The old man was sitting on a garden chair under the shade of a tree, his chin resting on the top of a walking stick planted between his feet. He was vaguely watching his two grandsons playing badminton on the lawn. On the cast metal table alongside him was a flying model aeroplane which he and the boys had been constructing. They had given it its final coat of ‘dope’ just before lunch and the scent of pear drops was still in the air, as was the delicate smell of fine oil from the lubricant on the looped bundle of elastic which would provide the power to the little plastic propeller.
The gardener had just finished cutting the lawn and was now in the process of cleaning it down with a final wipe-over with a petrol-soaked rag.
After a light lunch he had been walking down the grass path between the south-facing flower beds when he spotted some annuals which had gone over and couldn't resist pulling some of them out. As so often happens in a garden a task once started demands to be finished and he spent a full half hour pulling out the plants bent over, since the original intention had not required the kneeling pad. He was painfully reminded of how much he had done when he straightened up.
He made his laborious way to the comfort of the chair unable to ignore the little voice inside repeating what he knew June would have said had she seen or heard him - 'serves you right' - but in a way that could not disguise genuine affection.
In fact Clive was 79, coming up to 80, in that millennium summer of 2000. Of course he was getting aches and pains and people he talked to seemed to mumble more than they used to but his mind was as sharp as ever, well maybe not as fast - but then what was the rush?
At this moment Clive's mind was not so much wandering as wallowing, he was absorbing the smell of the new-mown grass and the petrol fumes and somewhere in his sub-conscious he accepted that they were somehow natural partners.

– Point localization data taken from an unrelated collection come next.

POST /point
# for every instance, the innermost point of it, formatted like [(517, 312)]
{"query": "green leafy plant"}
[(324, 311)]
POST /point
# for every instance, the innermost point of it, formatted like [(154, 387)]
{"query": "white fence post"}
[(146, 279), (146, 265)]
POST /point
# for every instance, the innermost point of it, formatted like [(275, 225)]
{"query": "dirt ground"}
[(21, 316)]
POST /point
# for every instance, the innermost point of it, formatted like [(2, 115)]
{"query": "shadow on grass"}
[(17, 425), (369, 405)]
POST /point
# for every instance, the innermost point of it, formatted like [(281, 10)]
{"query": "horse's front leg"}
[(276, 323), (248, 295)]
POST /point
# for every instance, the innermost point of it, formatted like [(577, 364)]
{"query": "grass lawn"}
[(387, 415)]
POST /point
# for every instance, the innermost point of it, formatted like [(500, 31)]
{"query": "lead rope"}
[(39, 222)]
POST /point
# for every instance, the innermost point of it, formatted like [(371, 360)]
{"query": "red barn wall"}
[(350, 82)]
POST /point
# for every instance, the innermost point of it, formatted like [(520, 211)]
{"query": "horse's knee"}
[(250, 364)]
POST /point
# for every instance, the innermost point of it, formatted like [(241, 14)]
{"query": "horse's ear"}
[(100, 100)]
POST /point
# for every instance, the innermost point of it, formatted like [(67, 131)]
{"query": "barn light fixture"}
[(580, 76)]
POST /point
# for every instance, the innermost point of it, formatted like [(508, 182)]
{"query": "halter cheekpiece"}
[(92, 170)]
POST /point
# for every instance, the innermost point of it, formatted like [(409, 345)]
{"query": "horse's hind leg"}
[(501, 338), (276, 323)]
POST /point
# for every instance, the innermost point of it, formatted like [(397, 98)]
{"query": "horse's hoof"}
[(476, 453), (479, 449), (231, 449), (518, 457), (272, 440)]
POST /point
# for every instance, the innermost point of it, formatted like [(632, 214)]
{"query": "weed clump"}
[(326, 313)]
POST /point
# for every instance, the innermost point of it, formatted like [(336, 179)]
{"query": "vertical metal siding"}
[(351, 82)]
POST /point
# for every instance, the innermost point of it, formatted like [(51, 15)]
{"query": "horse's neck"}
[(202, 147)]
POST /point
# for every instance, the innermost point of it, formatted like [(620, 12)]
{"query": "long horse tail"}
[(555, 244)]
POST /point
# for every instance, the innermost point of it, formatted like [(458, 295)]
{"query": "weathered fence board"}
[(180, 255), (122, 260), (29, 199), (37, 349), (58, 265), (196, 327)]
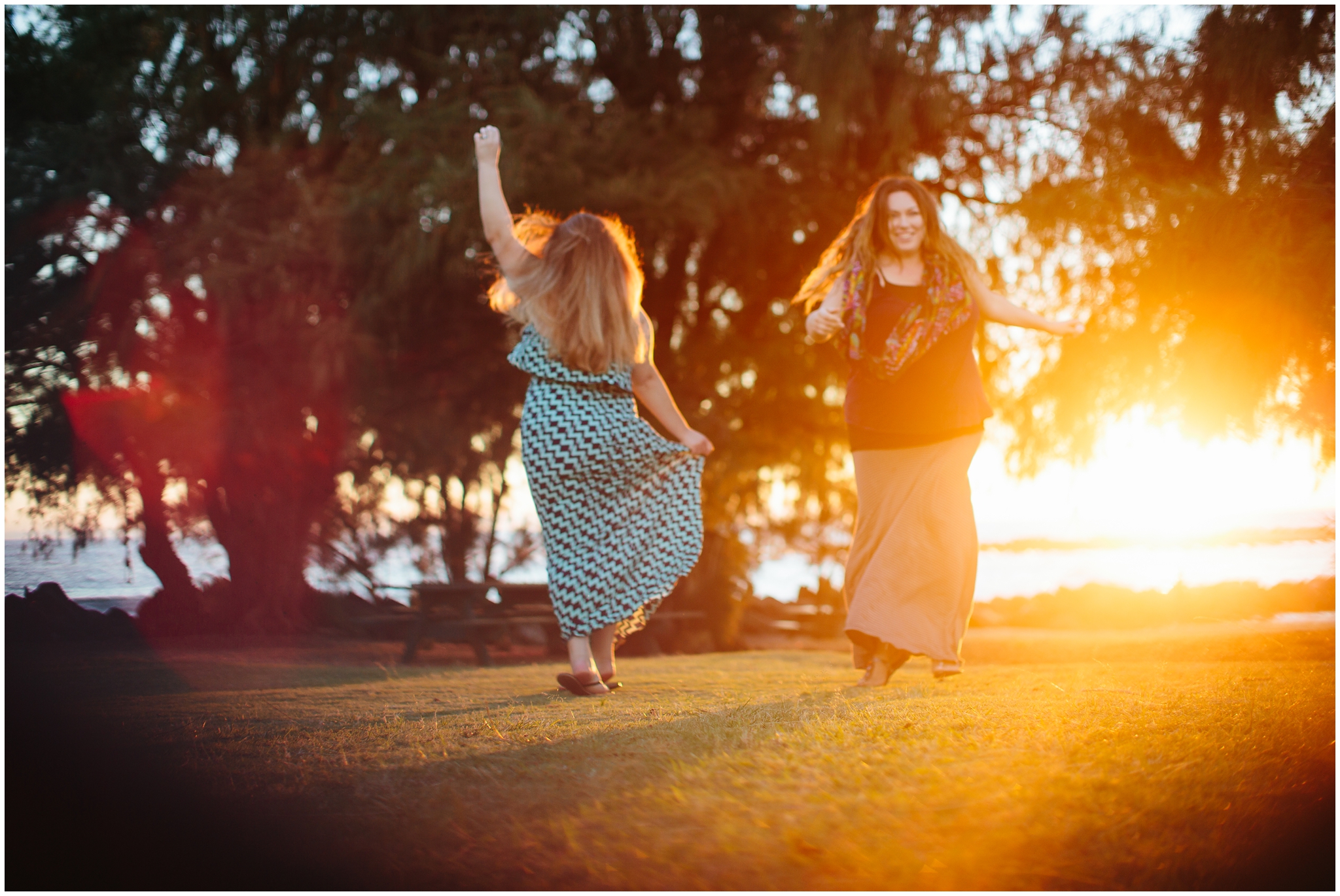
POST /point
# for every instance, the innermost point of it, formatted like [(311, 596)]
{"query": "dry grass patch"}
[(768, 770)]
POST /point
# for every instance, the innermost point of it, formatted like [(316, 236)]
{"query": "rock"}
[(46, 615)]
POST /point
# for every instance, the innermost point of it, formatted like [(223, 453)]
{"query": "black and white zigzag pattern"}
[(621, 508)]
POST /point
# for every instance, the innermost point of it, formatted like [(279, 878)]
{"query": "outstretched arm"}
[(826, 320), (652, 390), (1002, 311), (497, 218)]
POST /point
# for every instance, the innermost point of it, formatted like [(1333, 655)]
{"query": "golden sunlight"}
[(1150, 483)]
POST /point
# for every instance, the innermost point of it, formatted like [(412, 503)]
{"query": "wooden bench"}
[(463, 613)]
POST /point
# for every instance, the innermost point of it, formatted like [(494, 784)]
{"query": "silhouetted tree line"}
[(243, 256)]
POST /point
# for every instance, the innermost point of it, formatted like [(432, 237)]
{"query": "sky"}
[(1145, 481)]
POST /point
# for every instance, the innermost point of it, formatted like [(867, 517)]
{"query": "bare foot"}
[(887, 661), (602, 651)]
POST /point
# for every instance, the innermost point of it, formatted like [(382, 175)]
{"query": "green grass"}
[(1161, 760)]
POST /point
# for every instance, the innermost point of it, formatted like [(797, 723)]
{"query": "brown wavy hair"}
[(866, 237), (583, 292)]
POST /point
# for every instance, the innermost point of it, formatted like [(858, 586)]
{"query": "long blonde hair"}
[(583, 292), (866, 236)]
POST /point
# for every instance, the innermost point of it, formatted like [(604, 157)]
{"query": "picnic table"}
[(487, 613)]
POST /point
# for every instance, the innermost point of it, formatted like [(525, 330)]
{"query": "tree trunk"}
[(266, 539), (157, 551)]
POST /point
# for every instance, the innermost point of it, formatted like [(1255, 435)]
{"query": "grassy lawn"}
[(1184, 759)]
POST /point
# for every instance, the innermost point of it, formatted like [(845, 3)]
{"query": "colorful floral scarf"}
[(945, 309)]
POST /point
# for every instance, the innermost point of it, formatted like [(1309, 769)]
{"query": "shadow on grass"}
[(94, 806)]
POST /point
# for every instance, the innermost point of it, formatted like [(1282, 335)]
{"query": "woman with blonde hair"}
[(906, 299), (620, 507)]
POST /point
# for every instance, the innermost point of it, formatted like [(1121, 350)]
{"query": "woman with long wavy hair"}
[(906, 299), (621, 507)]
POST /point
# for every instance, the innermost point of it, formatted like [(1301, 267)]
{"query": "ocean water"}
[(107, 575)]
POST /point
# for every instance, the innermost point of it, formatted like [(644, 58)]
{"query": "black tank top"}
[(937, 397)]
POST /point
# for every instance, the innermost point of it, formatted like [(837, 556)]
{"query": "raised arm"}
[(497, 218), (1002, 311), (652, 390)]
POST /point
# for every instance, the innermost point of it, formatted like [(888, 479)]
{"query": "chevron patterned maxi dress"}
[(621, 507)]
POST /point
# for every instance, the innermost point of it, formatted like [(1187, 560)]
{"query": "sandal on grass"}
[(575, 685)]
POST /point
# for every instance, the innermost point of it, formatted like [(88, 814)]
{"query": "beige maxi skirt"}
[(913, 563)]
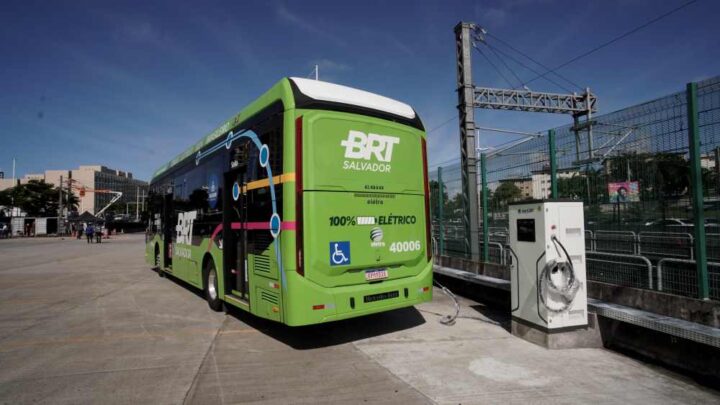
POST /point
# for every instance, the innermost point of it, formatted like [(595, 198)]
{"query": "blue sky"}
[(132, 84)]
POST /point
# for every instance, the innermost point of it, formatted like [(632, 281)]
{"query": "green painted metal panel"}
[(697, 192)]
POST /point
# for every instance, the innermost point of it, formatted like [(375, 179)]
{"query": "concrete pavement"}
[(86, 323)]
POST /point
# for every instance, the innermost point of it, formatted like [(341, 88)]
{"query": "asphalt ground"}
[(93, 323)]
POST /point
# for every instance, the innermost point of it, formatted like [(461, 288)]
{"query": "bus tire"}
[(211, 287)]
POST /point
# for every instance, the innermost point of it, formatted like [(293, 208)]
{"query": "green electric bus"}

And so it was that a set of influences, haphazard but almost complete, enveloped him. He had just flopped into a chair, tired and relieved to have made it, shaded from the late August afternoon sun, he could hear the activities of others around him without the inclination or compulsion to react to them and that combination of pear drops, fine oil, new-mown grass and petrol, familiar and yet vaguely unsettling.
Quietly at first a sound was added to the mixture, it was coming from the sky inland from them. The boys heard it first, and spotted its source before Clive was aware of it, and began to make their way towards him walking slowly backwards trying not to loose sight of the object in the sky. When it penetrated Clive's consciousness it was the last link needed to complete the sequence and it literally took his breath away - it was worse than just not breathing it was as if any breath that he already had had been taken away.
The sound was that of a Rolls Royce Merlin engine, more specifically that engine was in the airframe of a solitary Supermarine Spitfire, no doubt on its way to an air display along that holiday coast. It made a gentle diving turn over the sea to the west and straightened up almost over them before heading east up the coast.
When the boys reached him tears were welling up in his eyes and he didn't have the breath to reply to their pressing questioning seeking confirmation that it was what they thought it was. They were both getting alarmed when the tears did not stop and no words came out. Martin, the older one, sent his brother to fetch Nanny - fast.
When she arrived he was calmer but still could not trust himself to speak. To her simple question of 'whatever’s the matter?' he could only wave his hand vaguely at the sky - which was now empty when she looked up but Martin chipped in with 'there was a Spitfire going over'. Martin recognised it from a plastic model which he and Granddad had made together after last Christmas.
Clive looked at June, his eyes still wet with tears and embarrassedly shrugged his shoulders.
She recognised the gesture because something similar had happened before, only once to her knowledge and a long time ago early in their marriage. It had disturbed her deeply at the time because it had come out of the blue, apparently, and she had no way of understanding the force of the cause. He had been embarrassed then and she suspected it had surprised and disturbed him as well. It was never discussed because either he couldn't or wouldn't refer to it again.
That particular group of sensual influences had combined in that unguarded moment when he was in a relaxed and vulnerable state and it had triggered the recall of memories deliberately and deeply buried more than half a century ago. When they hit him the impact was worse than it had been when the events originally occurred, as if in their long incarceration they had shed any ‘wrappings’ leaving only the concentrated malign essences. To make things worse instead of accumulating over a couple of months, as they had originally, they arrived in just one moment.
Clive Peterson was suddenly and brutally forced to face feelings that he hadn’t felt able to face fifty-odd years ago and now here they were, demanding his attention all at the same time and with no warning. His body started putting up its defences, as it naturally does in times of stress, by closing down the volume of the nervous system around the centres of pain, but one feeling remained undiminished now as it had then - guilt.